Шейла Айшем. Натягивали с Володей Краминским ее большие нефигуративные холсты. Она походила, посмотрела, говорит: «Красиво». Я отвечаю: «Это – Ваше». Она: «Скажите, а где у этой работы верх?» Я говорю: «Она правильно стоит. Верх – вверху».

В Русском музее прошла выставка живописных работ Андрея Макаревича. На вернисаже общий вздох удивленной публики был такой: «Я, конечно, знал (знала), что он готовит и ныряет. Но – чтобы еще и рисует!»

Немецкий художник Маркус оказался большим жизнелюбом. В первый же день приезда в Россию он, совместно с четырьмя девушками, насидел в ресторане гостиницы «Европейская» на тысячу евро. Выписал счет на номер гостиницы, указав свою фамилию. И ретировался из «Европейской», где не был прописан. На следующий день его нашли. Тем более на него пожаловалась горничная, которую он прижал в коридоре, что зафиксировали видеокамеры. Рассказывая это, коллеги вспомнили про Иммендорфа, которого застукали с девятью девицами в номере. Немецкие газеты писали о криминале – там был кокаин. Скандал поднял цены на картины Йорга Иммендорфа вчетверо. Ансельм Кифер сказал: «Если б я знал, что так просто можно повлиять на рынок!» А. Д. посылал Иммендорфу письмо поддержки, пересказывал ему байки про Сталина и фронтовых жен Рокоссовского. А потом А. Д. подвел итог: «Как хорошо, что есть художники, в которых осталось что-то живое!»

Памятка

Есть такие художники, которые портят сами себя количеством работ. Наверное, это один из видов глупости, невозможность иначе избежать творческого зуда, кроме как все время чесаться. А ведь терпеть очень полезно, начинаешь задумываться – почему чешется. Таких мало. Творчество как оправдание экзистенции – такого очень много. Есть еще сложный вариант: живешь, сложа руки, и думаешь. А не бросаешься сразу чего-нибудь красить, даже кофе не допив.

Упражнение на гуманизм

Найдите в своем окружении – среди соседей, коллег, приятелей – наименее симпатичную вам личность, не имеющую отношения к искусству. Представьте, что эта не вполне приятная для вас личность – художник. Попробуйте искренне заинтересоваться этим «художником», принять его формат жизни. Априори простите ему все отрицательные черты ради его искусства, как в песне: «Но когда он играет Концерт Сарасате, Ваше сердце, как птица, летит и поет!»
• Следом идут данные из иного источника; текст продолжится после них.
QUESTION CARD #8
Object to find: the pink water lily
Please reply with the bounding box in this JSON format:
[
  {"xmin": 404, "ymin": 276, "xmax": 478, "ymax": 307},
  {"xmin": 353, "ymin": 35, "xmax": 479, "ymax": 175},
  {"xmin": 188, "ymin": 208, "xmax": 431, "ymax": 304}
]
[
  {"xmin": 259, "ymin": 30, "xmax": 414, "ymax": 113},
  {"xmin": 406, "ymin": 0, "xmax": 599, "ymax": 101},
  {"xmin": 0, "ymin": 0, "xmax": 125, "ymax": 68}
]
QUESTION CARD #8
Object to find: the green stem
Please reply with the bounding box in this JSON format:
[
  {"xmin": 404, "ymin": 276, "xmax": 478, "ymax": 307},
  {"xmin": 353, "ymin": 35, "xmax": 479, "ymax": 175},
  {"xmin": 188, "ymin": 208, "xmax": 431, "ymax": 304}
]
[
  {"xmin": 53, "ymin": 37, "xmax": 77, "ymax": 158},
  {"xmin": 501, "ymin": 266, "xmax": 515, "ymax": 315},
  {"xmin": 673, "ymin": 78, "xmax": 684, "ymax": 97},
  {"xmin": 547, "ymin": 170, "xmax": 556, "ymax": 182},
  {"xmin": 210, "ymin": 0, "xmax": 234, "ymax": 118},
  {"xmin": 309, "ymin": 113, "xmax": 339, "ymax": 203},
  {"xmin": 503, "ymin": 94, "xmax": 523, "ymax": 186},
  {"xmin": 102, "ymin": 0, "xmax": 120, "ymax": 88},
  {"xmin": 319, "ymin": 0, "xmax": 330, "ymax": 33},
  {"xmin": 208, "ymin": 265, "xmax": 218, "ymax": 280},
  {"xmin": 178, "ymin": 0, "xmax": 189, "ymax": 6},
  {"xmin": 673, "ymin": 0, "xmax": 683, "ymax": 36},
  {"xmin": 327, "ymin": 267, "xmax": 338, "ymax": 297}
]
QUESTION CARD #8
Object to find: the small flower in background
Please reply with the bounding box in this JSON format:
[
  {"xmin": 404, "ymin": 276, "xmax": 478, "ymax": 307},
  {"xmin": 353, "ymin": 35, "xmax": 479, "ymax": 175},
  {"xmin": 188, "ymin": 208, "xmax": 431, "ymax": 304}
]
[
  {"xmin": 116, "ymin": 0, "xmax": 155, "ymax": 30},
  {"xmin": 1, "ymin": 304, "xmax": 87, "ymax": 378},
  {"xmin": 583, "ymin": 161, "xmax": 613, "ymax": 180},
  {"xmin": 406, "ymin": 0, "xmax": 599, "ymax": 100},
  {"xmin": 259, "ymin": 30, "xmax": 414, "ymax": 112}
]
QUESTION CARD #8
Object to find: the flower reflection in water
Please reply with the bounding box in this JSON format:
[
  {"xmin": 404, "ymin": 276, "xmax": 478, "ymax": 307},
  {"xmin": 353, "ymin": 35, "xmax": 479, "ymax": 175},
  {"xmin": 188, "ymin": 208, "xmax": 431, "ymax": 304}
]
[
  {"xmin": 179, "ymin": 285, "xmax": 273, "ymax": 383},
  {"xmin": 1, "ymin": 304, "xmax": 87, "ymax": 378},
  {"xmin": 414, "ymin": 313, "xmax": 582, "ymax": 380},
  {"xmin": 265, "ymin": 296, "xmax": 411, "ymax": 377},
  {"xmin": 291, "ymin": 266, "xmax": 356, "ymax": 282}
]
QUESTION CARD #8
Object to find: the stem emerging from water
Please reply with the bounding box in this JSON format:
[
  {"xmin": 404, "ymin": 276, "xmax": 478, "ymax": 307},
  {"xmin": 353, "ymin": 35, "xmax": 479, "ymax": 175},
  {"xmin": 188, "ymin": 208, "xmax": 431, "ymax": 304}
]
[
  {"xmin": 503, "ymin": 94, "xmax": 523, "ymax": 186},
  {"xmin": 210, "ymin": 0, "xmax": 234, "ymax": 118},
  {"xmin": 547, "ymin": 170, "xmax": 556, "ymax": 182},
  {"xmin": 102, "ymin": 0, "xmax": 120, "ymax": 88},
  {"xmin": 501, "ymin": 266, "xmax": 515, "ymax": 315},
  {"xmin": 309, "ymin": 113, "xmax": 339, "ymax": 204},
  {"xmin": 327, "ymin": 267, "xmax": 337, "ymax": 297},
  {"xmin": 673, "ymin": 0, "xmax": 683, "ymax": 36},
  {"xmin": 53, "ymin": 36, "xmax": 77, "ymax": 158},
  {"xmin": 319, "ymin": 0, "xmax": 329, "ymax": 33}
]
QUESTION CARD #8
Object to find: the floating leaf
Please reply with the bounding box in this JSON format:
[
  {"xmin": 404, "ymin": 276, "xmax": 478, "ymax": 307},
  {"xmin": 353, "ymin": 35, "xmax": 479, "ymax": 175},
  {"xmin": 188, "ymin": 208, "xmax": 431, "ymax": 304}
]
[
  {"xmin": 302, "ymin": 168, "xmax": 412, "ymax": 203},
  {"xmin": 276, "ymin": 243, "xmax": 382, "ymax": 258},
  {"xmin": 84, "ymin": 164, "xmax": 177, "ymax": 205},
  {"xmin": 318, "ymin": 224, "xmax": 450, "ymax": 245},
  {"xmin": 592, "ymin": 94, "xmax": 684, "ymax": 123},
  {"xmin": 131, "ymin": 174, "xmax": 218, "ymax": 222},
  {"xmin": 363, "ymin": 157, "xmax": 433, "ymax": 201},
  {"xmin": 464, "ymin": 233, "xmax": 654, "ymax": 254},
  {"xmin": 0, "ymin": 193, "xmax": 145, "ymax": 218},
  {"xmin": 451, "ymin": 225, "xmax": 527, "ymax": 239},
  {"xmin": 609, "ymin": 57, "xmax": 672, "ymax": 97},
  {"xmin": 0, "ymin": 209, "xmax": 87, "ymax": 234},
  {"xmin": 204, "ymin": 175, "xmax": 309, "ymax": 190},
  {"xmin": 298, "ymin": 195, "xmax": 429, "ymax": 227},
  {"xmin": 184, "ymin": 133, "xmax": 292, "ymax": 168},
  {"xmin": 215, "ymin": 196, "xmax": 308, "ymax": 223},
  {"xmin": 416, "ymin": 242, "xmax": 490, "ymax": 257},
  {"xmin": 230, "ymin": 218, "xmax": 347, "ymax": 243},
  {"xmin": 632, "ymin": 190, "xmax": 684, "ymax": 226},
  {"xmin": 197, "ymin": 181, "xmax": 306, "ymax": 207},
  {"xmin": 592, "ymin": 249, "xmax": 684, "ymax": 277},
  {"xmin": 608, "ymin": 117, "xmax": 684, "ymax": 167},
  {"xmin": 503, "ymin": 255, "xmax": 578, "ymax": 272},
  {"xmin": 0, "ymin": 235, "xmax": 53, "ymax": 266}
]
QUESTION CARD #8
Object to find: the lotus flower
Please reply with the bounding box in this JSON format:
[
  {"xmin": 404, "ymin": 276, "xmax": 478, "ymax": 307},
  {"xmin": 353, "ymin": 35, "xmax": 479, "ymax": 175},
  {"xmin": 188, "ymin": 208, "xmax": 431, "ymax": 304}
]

Теперь придумайте, представьте, каким может быть его искусство: образы, темы, формы. Попробуйте снова простить и понять его.
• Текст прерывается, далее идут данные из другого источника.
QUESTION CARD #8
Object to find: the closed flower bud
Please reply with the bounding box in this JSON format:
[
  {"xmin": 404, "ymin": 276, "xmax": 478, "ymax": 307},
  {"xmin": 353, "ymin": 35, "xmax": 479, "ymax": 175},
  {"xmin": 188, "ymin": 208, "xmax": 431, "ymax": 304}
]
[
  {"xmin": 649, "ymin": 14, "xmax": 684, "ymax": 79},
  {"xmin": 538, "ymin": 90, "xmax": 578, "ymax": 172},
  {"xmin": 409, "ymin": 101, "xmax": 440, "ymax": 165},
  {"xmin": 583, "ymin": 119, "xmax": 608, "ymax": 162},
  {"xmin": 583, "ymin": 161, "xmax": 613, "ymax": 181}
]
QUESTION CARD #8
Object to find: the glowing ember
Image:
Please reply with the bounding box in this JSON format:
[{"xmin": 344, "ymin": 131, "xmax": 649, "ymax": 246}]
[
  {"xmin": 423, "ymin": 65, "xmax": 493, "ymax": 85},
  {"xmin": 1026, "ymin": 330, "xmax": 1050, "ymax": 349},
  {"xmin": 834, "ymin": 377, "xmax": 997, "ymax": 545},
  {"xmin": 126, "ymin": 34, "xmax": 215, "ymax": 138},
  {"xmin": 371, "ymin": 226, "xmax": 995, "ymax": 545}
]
Сложно? Тогда представьте, что он – ваш ближайший родственник, часть вашей семейной кармы. Попробуйте не обижаться на него и поверить в то, что он хочет только хорошего (а это действительно так).

Не получается? Это сложное упражнение, рассчитано на множество подходов и постоянные повторения, как упражнения на мышцы пресса. Но заниматься им надо, иначе ваша искусствоведческая фигура будет иметь серьезный изъян. Перечитайте Эрвина Панофского «История искусства как гуманистическая дисциплина». Ну хотя бы перелистайте. И – пару цитат на свою страничку оттуда.
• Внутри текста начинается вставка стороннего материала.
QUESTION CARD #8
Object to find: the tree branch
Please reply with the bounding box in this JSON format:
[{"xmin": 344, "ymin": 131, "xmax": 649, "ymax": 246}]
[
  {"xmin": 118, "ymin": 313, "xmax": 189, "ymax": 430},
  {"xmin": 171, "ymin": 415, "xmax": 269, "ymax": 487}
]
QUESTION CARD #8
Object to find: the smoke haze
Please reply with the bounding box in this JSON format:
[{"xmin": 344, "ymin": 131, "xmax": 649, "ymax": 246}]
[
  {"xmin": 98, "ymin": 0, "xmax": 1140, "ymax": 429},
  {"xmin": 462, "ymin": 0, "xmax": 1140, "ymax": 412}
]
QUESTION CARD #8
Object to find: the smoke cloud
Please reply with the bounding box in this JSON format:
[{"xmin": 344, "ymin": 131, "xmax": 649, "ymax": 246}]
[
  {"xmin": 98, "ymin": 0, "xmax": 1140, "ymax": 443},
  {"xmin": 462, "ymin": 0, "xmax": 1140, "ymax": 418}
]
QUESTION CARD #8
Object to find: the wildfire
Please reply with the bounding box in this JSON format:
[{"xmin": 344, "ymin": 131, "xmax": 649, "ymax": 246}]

Начинайте тренироваться на обычных людях, с художниками будет гораздо сложнее.

5. Устная речь


От искусствоведа остается текст.

Встречают и оценивают искусствоведа по тем звуковым колебаниям, которые он способен генерировать.

Замысловатое молчаливое поведение тоже может позиционировать вас на фоне пестрой арт-тусовки, но эта задача – поверхностная, имиджевая.

Устная речь дается немногим, и даже этим избранным она дается непостоянно, с досадными и внезапными неудачами.

Именно неудачи, промахи и вредные привычки в разговоре формируют ту индивидуальность, что называется речевой характеристикой и поставляет хлеб пародистам.

В памяти чаще остаются чужие ошибки и нелепости, удачные выражения и словечки запоминаются хуже и цитируются реже.

Возможно, дело в банальной зависти немотствующих к златоусту.

Собственно, в профессиональный круг умений искусствоведа должно входить ораторское мастерство и риторика, да и умение слушать – совсем не лишнее.

Обыкновенно на этом участке круг разорван.